- Developer: Kiseff
- Publisher: KisSoft
- Composer: Kiseff
- Platform: Windows
- Genre: Action role-playing
- Modes: Single-player, multiplayer (supporting up to 16 players)

= Atlyss =

Upcoming video game

Atlyss (stylized in all caps) is an upcoming action role-playing game developed by indie developer Kiseff. It is published by Kiseff under the name KisSoft. Demos of the game were available through itch.io from 2021, and it was released in early access through Steam on November 22, 2024. An official release date has not been announced.

The game features playable anthropomorphic animals that explore and fight in an open world akin to those found in massively multiplayer online role-playing games (MMORPGs). It is designed with particular appeal towards the furry fandom with its suggestive character designs, but pointedly contains "nothing explicit". The graphic design of the game resembles that of games released on the PlayStation 2.

== Gameplay ==
Atlyss is a 3D action role-playing game structured similar to MMORPGs, in that players complete quests and fight monsters to level up. The player is given the option to choose a class—Fighter, Mystic, or Bandit—at level 10, which provides specialized skills.

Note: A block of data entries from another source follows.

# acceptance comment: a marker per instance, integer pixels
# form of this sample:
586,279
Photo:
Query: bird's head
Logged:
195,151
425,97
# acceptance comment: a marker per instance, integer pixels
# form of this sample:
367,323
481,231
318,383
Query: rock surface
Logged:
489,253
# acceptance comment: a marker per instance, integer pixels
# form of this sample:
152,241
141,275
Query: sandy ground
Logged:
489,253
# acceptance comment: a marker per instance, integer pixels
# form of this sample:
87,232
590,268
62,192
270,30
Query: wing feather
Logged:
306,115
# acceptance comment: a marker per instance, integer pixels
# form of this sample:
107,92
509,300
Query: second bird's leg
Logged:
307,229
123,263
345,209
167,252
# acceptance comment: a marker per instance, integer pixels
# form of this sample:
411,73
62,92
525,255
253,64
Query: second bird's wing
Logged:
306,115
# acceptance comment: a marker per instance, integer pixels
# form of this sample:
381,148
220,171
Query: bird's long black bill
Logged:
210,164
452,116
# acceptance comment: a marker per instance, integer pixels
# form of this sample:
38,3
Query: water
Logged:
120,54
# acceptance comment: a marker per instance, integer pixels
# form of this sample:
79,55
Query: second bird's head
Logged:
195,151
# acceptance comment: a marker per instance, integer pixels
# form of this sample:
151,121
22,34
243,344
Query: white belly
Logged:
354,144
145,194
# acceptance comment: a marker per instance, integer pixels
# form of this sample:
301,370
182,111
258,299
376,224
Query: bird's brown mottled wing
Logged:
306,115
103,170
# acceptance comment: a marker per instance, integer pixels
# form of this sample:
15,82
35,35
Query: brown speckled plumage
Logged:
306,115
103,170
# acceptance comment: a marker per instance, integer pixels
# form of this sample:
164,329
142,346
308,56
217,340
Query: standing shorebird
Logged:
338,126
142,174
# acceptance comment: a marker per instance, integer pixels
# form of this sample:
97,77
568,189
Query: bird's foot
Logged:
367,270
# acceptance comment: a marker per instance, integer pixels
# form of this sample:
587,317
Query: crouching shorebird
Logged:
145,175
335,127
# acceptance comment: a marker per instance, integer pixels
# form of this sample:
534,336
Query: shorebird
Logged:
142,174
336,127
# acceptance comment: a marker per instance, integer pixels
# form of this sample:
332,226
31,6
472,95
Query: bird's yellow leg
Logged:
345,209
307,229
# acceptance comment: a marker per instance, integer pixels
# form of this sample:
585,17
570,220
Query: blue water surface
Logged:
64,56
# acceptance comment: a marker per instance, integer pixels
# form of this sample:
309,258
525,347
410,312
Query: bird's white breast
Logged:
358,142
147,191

Some quests can be repeated multiple times, allowing for more effective experience gains through collecting items and fighting enemies.

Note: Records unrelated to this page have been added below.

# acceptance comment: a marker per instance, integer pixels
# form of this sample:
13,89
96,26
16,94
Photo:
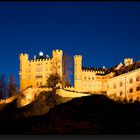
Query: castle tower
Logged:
57,61
23,68
77,72
128,61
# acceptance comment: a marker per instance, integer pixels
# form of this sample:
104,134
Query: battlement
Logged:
57,50
128,61
77,56
23,54
38,60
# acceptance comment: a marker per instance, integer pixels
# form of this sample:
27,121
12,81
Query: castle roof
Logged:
41,57
122,70
125,69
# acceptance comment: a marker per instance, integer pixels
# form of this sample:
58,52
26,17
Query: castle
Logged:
122,80
35,72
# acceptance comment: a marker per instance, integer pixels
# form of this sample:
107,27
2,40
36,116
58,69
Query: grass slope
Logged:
95,114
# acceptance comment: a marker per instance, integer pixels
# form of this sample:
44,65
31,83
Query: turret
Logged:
57,61
23,67
128,61
77,72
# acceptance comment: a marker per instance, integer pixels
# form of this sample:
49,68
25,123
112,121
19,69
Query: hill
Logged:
94,114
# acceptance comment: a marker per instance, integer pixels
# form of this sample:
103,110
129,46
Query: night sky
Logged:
103,33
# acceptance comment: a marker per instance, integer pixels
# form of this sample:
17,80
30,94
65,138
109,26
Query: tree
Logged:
12,87
53,80
66,69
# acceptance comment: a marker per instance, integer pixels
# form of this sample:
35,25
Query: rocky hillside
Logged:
95,114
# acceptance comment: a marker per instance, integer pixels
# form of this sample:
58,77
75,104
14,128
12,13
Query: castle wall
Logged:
35,72
118,89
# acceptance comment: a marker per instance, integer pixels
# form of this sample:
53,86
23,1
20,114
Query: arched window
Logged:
121,84
131,81
138,88
138,78
130,90
114,86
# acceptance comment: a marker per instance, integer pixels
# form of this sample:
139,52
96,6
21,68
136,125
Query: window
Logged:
130,81
38,76
138,78
137,99
120,93
130,90
121,84
138,88
114,86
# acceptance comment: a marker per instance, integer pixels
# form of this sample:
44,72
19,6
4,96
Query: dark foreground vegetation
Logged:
95,114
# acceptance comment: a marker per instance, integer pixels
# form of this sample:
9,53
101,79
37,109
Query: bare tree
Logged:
66,69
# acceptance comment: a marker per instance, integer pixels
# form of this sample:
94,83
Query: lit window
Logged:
121,84
138,78
138,88
131,81
38,76
114,86
130,90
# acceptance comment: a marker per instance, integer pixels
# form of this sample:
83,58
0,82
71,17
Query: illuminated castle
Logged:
119,81
122,80
35,72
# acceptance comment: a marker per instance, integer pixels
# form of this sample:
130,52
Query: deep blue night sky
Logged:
103,33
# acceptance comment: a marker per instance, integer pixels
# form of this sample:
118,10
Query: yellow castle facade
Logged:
122,80
35,72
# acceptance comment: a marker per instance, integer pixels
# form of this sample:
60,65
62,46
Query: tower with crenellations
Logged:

The player can perform a variety of emotes, which are mainly used for social interaction, though the "taunt" command can be used to pacify enemies. Some emotes, such as "sit" and "dance", differ depending on the player's chosen race.

== Plot ==
The player, a lost soul called to the Sanctum, is tasked by Angela to explore the surrounding world and attune to sigils connected to places of power. (As of July 2025) the story stops following the defeat of the Valdur, a large boss enemy at the end of the Crescent Grove (20-25) dungeon, the last area that has available quests.

== Reception ==
Atlyss has received "overwhelmingly positive" ratings on Steam as of one week after its release through the service, and has maintained player counts of over 5,000 for that week and beyond, with a peak of 10,000 players per day. Harvey Randall, writing for PC Gamer, recommended the game for all fans of RPGs.